Image blending is a primary method in computer vision, one of the best-known branches in the artificial intelligence component. The goal is to blend two or more images to produce a unique combination that incorporates the best aspects of each input image. This method is widely used in various application fields, including image editing, computer imaging, and medical imaging.
Image blending is frequently used in artificial intelligence activities such as image segmentation, object identification, and image super-resolution. It is critical for improving image clarity, which is essential for many uses, including robotics, automated driving, and surveillance.
Over the years, various image blending techniques have been created, which are mainly based on deformation of an image through a 2D affine transformation. However, these approaches do not take into account the discrepancy in 3D geometric features such as pose or shape. 3D alignment is much more difficult to achieve, as it requires inferring the 3D structure from a single view.
To address this problem, a 3D-compatible image blending method based on neurally generative radiation fields (NeRF) has been proposed.
The purpose of generative NeRFs is to learn a strategy for synthesizing 3D images using only 2D single-view image collections. Therefore, the authors project the input images to the volume density representation of the generative NeRFs. To reduce the dimensionality and complexity of data and operations, conscious 3D blending is then performed in the latent representation spaces of these NeRFs.
Specifically, the formulated optimization problem considers the impact of the latent code on the synthesis of the combined image. The goal is to edit the foreground based on the reference images and keep the background of the original image. For example, if the two images considered were faces, the framework should replace the facial characteristics and features of the original image with those of the reference image, keeping the rest unchanged (hair, neck, age, environment, etc.).
The following image provides an overview of the architecture compared to previous strategies.
The first method consists of the unique 2D combination of two 2D images without alignment. An improvement can be found in supporting this method of 2D blending with 3D-aware alignment with generative NeRFs. To further exploit the 3D information, the final architecture infers two images in the NeRF latent representation spaces instead of the 2D pixel space.
3D alignment is achieved by a CNN encoder, which infers the camera pose from each input image, and by the latent code of the image itself. Once the reference image is correctly rotated to reflect the original image, the NeRF representations of both images are computed.
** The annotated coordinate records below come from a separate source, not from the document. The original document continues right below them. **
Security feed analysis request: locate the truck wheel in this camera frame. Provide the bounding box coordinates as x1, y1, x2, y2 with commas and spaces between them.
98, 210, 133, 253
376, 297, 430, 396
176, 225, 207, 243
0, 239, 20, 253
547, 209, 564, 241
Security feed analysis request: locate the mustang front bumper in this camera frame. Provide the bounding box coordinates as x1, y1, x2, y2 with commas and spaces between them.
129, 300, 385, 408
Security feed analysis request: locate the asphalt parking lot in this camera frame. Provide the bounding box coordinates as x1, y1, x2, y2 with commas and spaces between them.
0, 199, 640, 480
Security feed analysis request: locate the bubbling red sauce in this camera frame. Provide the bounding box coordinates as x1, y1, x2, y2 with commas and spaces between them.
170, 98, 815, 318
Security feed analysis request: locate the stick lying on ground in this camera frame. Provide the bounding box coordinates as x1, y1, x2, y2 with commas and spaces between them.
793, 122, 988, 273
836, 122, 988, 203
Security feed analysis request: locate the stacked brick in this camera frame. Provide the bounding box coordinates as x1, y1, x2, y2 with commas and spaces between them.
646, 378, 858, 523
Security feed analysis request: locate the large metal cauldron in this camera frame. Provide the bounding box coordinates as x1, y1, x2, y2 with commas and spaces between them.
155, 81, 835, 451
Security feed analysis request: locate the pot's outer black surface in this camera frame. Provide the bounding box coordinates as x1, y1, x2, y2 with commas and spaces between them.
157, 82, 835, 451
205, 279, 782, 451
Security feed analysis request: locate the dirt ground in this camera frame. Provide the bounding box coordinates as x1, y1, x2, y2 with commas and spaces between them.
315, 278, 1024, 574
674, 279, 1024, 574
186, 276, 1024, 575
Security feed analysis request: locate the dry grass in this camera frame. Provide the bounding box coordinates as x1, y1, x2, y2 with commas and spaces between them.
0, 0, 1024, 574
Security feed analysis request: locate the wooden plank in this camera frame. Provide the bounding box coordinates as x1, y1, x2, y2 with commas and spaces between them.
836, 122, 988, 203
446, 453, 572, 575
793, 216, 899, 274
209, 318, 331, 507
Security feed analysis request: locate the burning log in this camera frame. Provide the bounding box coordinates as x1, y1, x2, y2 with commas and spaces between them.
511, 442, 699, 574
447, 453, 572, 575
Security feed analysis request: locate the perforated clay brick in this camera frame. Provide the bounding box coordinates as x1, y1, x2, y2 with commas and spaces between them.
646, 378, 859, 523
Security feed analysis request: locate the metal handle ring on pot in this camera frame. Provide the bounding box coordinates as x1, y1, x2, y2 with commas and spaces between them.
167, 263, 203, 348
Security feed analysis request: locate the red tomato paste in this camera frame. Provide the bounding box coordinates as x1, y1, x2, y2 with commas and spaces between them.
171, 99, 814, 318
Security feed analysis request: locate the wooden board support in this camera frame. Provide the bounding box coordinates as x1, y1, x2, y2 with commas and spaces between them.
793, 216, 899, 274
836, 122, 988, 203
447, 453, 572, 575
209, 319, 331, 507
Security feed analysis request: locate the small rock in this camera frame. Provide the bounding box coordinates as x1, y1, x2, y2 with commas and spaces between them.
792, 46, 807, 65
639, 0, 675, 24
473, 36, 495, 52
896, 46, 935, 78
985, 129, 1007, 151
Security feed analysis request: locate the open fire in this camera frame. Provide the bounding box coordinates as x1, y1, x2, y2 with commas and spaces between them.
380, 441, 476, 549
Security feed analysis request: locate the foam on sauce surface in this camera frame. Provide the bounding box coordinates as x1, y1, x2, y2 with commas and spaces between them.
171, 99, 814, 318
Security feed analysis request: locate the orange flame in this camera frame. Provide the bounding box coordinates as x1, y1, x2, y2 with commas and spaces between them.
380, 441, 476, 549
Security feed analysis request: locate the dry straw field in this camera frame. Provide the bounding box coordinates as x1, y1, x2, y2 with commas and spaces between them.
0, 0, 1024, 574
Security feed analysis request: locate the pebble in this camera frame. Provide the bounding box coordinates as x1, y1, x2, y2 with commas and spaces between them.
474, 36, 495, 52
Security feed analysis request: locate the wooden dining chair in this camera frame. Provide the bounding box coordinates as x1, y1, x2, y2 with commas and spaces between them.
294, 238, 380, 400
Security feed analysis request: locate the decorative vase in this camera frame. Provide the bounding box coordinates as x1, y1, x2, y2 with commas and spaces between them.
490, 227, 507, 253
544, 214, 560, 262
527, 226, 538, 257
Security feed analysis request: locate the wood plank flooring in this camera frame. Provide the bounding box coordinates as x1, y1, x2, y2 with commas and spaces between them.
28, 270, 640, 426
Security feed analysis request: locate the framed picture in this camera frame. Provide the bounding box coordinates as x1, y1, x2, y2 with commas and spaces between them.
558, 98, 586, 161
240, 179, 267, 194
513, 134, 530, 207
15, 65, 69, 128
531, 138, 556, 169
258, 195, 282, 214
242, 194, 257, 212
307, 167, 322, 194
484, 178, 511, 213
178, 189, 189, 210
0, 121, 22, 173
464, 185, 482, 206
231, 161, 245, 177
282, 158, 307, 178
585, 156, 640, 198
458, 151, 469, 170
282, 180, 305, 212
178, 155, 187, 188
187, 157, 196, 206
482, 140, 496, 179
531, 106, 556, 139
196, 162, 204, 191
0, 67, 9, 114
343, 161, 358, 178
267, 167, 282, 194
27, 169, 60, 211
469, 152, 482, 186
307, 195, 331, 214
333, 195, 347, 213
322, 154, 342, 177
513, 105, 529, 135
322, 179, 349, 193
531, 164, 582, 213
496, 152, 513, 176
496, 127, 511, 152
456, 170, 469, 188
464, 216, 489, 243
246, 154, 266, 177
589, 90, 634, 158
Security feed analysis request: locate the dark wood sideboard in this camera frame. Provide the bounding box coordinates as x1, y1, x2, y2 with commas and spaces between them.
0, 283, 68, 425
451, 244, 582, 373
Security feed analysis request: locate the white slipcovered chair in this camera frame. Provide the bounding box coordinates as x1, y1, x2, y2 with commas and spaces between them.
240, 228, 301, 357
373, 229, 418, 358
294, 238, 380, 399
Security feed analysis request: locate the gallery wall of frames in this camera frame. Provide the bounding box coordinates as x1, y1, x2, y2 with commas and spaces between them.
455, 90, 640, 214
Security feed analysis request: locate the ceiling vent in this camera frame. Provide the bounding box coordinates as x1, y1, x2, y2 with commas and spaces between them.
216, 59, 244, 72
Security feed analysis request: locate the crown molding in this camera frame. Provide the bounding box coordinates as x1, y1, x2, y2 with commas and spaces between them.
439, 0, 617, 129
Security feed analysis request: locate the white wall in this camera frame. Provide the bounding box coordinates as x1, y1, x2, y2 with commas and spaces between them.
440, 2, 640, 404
Finally, the 3D transformation matrix (scale, translation) is estimated from the original image and applied to the reference image to obtain a semantically accurate combination.
The results on unaligned images with different poses and scales are reported below.
According to the authors and their experiments, this method outperforms both classical and learning-based methods in terms of photorealism and fidelity to the input images. Additionally, by taking advantage of latent space representations, this method can untangle geometric and color changes during blending and create view-consistent results.
This was the brief for a new AI framework for the conscious combination of 3D with neurally generative radiation fields (NeRFs).
If you are interested or would like more information on this framework, you can find a link to the document and the project page below.
review the Paper, github, and Project. All credit for this research goes to the researchers of this project. Also, don’t forget to join our 15k+ ML SubReddit, discord channeland electronic newsletterwhere we share the latest AI research news, exciting AI projects, and more.
Daniele Lorenzi received his M.Sc. in ICT for Internet and Multimedia Engineering in 2021 from the University of Padua, Italy. He is a Ph.D. candidate at the Institute of Information Technology (ITEC) at the Alpen-Adria-Universität (AAU) Klagenfurt. He currently works at the Christian Doppler ATHENA Laboratory and his research interests include adaptive video streaming, immersive media, machine learning and QoS / QoE evaluation.